He’s apprehended, and disappoints Walter with the confession that the mutation of the elements when bonded was a complete accident – a miracle.
The fact that the bonded elements defy the laws of physics convinces Walter that the hole in our universe is ripping wider every day, and that he needs William Bell more than ever. He’s been digging through Bell’s old research, and comes across more than one project dealing with the destination of our soul, our energy, after death. Energy, after all, can be neither created or destroyed, so it does make some sense that if pure energy lies at the center of our bodies, it must go somewhere when that body can no longer contain it.
He’s convinced Bell made arrangements for his life force, his soul, his energy to enter an object, held there until someone called it into a body. Walter dings a bell, and in a very funny moment, looks at Nina as though expecting Bell to speak.
Walter: “Belly?”
Nina: “No, Walter, it’s still me.”
My laughter was short lived as we cut to Peter and Olivia (Anna Torv). Peter (Joshua Jackson) is showing her the office where he’s been researching the machine and his possible ties to its origins, when she suddenly pauses, turns, and TALKS LIKE WILLIAM BELL.
WILLIAM BELL IS IN OLIVIA OMG.

Okay, sorry for the caps, but I’m guessing pretty much no one saw that one coming. Next week’s episode promises to be funny, but I’m also interested to see what it is Bell has to offer to this new and disintegrating world. Stay tuned.
Note: I love this show, and tell pretty much anyone who will listen how it’s the best show on television. I’m happy to have the chance to write these recaps and reviews while Gossip Girl is on its unbelievably long hiatus this spring.
Season 3, Episode 13 “Os” (original air date March 11, 2011)
Fringe airs Fridays at 9/8c on Fox
Photos Courtesy of Liane Hentscher and FOX




Best. Cliffhanger. EVER.
It made complete sense that Nina would be Bell’s choice for a host body, and then suddenly, boom.

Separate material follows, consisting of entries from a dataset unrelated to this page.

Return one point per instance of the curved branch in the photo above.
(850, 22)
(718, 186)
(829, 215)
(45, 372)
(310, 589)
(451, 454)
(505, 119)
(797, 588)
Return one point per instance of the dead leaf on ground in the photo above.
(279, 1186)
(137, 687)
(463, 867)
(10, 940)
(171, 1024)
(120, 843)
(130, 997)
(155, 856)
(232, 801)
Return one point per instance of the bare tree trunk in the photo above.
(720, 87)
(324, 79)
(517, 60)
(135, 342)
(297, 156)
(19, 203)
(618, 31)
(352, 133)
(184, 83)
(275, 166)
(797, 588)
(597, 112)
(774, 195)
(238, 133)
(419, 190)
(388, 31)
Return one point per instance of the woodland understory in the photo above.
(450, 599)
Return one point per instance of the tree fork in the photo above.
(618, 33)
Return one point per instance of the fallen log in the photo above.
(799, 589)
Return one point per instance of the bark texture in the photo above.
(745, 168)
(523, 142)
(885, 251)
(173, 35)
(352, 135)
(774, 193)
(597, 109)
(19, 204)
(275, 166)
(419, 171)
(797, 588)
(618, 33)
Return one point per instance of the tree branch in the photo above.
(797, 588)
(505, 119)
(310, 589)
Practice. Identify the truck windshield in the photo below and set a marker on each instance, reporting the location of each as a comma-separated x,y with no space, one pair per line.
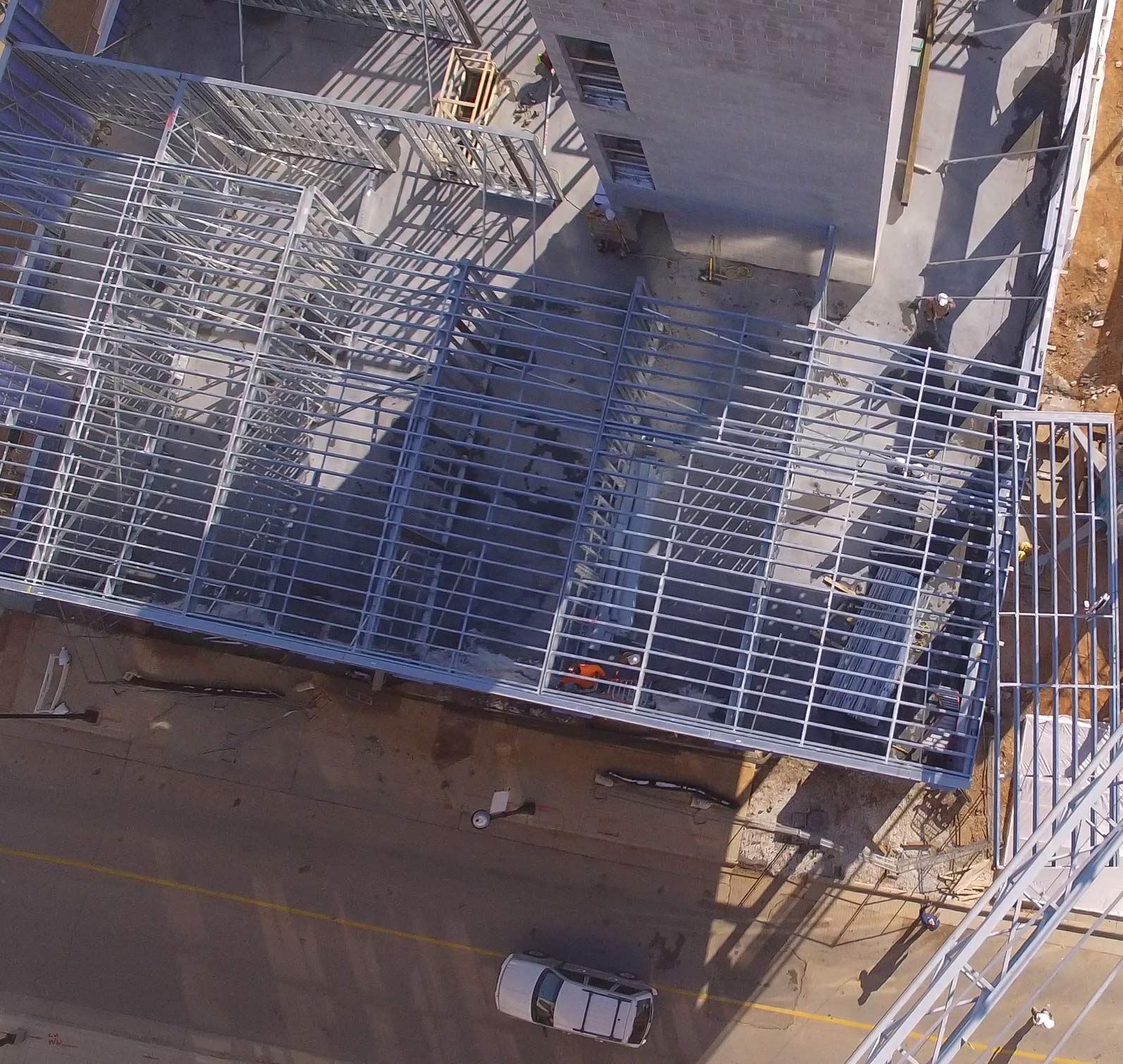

As if dating her alternate-universe double didn’t make things complicated enough … O_o
The Peter/Olivia thing is just fine for me, rather have them together than Olivia’s emo self running around, pouting. As for the last scene it’s typical Fringe for ya – if the show’s writers know something is how to keep things interesting. Oh Lord please let there be season 4!